While last year’s trial with Samsung over patent infringements revealed a number of iPhone prototypes, Ars Technica has got its hands on a much earlier working model of an iOS device from 2005. The device looks very different to the iPhone we know today, and with a screen that measures around 8.6 inches, this may in fact be a precursor to the iPad. Steve Jobs was quoted as saying that Apple had been working on a tablet before the iPhone, but that the technology wasn’t quite there, so they shelved it in favour of a phone. This may well be that project.

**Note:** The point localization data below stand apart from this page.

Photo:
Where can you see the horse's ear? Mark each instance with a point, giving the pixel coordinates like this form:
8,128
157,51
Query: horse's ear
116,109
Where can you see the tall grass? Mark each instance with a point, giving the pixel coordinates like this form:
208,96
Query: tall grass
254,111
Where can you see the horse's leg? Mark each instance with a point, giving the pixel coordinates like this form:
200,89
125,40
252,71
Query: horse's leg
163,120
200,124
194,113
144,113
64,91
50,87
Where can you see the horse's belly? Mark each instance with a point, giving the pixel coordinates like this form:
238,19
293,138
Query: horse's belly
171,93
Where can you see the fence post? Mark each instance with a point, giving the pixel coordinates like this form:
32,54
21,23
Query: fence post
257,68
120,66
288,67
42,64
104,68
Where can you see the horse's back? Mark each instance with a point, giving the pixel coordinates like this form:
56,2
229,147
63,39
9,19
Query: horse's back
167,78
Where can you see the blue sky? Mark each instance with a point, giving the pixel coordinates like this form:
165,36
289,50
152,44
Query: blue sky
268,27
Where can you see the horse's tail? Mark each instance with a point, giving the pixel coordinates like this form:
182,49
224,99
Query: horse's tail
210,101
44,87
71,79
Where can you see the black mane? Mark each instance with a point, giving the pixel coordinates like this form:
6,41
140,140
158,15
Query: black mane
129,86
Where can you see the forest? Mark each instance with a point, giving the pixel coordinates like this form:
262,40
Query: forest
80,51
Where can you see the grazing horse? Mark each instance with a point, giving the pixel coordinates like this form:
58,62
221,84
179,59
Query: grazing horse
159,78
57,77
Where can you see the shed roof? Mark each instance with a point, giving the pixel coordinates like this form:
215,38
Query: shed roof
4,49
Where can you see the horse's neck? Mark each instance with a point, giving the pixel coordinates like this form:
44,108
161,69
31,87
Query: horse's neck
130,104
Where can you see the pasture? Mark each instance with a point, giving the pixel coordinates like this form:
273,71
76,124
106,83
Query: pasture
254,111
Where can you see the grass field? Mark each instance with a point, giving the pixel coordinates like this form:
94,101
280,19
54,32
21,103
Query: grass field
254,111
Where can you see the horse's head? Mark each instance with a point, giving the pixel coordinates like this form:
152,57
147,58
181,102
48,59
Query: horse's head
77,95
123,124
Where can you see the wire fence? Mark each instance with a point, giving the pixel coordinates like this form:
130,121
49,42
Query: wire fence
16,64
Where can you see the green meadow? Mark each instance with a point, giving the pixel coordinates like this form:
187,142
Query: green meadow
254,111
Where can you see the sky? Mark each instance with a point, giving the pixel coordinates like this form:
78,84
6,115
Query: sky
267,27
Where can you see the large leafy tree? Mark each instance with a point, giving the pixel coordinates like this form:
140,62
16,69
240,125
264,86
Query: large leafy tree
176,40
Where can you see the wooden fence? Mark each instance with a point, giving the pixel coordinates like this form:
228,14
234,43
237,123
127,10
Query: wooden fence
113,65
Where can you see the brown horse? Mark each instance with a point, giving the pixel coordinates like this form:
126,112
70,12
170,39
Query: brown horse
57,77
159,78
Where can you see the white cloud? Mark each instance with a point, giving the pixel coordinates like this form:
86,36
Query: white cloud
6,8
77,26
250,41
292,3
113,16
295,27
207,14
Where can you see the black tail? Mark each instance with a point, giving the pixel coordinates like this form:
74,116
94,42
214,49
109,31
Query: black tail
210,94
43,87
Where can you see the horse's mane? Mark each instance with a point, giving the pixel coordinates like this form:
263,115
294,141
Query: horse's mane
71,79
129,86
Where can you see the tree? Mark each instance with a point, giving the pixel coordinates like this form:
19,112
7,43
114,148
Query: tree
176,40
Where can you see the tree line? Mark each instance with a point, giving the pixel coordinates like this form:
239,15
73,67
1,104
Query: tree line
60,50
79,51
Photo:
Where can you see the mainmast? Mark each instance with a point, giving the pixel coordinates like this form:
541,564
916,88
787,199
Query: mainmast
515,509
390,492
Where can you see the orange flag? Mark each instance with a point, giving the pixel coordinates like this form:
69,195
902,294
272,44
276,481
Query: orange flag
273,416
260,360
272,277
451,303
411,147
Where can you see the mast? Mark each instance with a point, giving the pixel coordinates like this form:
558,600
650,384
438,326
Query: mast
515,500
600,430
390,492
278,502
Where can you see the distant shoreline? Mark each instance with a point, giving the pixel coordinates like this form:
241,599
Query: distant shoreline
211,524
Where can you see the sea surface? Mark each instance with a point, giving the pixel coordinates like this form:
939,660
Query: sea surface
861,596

The device is around two inches thick, and features a number of ports (including USB and Ethernet) that, according to Ars Technica’s article, were for development purposes only. The ex-Apple employee it spoke to, who remains anonymous, noted that in 2005, a two-inch device running a version of OS X was “really impressive”.

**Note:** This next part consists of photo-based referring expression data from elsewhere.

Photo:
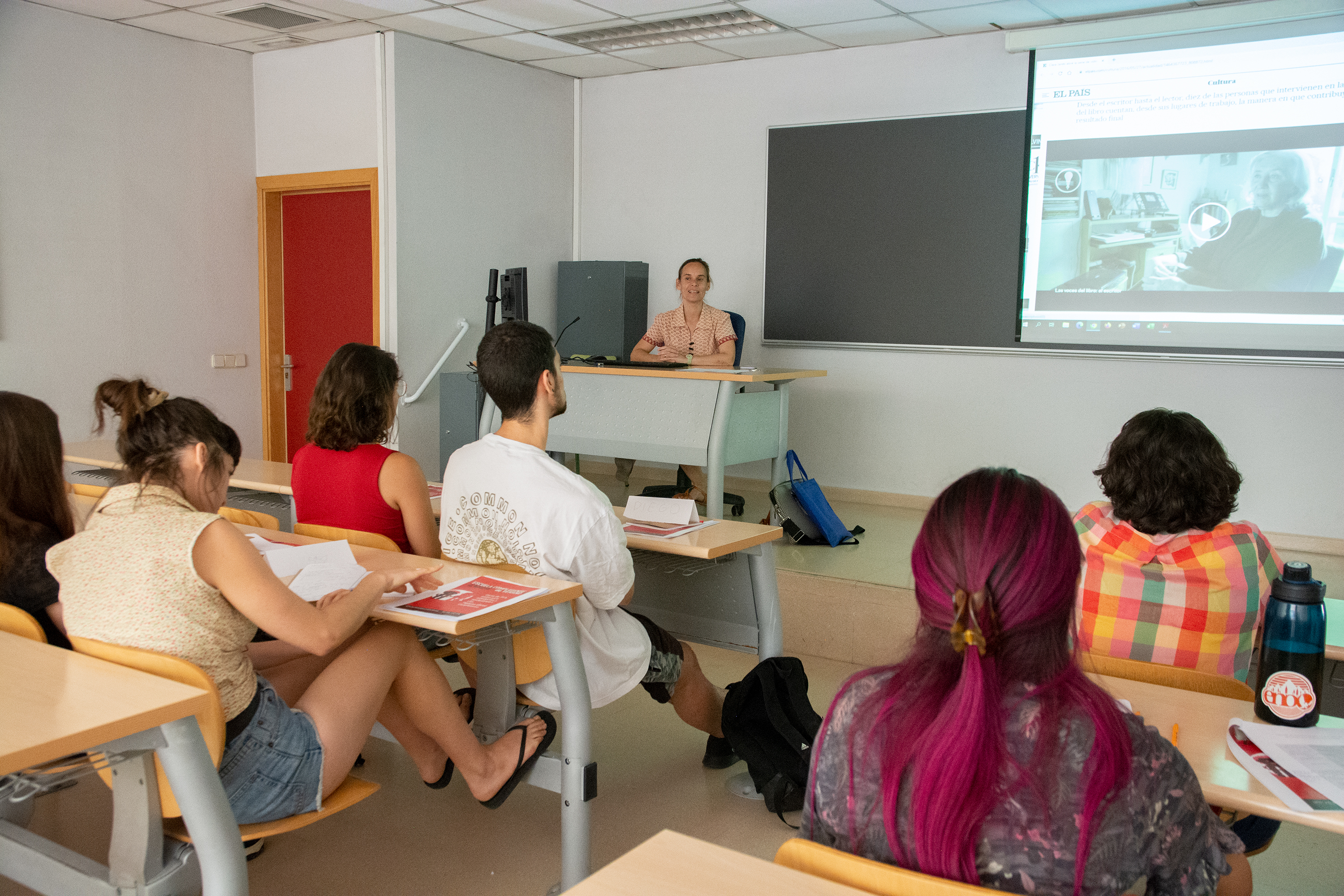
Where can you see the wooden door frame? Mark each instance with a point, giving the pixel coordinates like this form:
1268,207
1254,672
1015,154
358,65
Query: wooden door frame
271,193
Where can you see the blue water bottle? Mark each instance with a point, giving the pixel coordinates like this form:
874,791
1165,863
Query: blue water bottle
1292,664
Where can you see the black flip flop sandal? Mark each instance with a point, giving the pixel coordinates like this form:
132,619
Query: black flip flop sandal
471,715
523,767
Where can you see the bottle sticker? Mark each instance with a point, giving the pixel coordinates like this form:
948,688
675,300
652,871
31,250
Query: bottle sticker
1289,695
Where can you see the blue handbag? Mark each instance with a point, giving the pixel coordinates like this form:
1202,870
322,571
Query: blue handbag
808,495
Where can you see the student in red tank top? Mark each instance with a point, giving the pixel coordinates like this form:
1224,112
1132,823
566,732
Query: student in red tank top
345,476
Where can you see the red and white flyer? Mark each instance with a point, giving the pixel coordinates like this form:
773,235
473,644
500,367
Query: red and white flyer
467,598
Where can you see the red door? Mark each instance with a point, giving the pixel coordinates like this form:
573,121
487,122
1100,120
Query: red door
328,263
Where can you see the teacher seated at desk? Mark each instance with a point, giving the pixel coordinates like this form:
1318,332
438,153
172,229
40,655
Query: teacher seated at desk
697,334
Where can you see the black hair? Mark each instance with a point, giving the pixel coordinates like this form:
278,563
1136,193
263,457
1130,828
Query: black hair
155,428
355,398
510,361
1167,473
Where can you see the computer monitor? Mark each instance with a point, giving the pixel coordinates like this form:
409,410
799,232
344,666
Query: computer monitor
514,295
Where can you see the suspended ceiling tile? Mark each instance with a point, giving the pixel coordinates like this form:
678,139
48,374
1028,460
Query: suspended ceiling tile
686,14
650,7
590,26
339,31
1093,9
525,47
815,13
447,25
979,18
870,31
181,23
593,66
369,9
107,9
537,14
674,56
781,43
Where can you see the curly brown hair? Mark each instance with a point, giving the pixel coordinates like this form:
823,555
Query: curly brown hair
1167,473
355,398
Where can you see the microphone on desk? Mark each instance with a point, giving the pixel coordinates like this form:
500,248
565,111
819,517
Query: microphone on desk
562,334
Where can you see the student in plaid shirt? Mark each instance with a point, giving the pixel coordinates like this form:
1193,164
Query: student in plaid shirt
1167,578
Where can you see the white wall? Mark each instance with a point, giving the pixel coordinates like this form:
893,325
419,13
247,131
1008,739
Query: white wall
318,108
484,179
674,164
128,225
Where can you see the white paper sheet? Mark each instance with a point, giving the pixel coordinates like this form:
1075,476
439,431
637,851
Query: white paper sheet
292,559
1314,755
319,579
666,511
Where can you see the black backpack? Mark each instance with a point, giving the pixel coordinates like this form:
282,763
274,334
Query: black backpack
771,723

There is also a close-up shot of the Motherboard of the device. Ars Technica goes into some detail about the Samsung S3C2410 chip, which is said to be a ‘distant relative’ of the chip that ended up in the first iPhone:
“Indeed, the chip shown above was clocked at 200-233MHz, while the first 2007 iPhone used a 620MHz chip underclocked to 412Mhz. This chip is also an ARM9 chip, while the original iPhone eventually ended up using an ARM11 chip, but obviously Apple intended to use Samsung-manufactured ARM chips even this far back,” Cunningham said.
This is clearly a very, very early prototype of a mobile device, but it’s great to see Apple’s inner workings on this sort of project.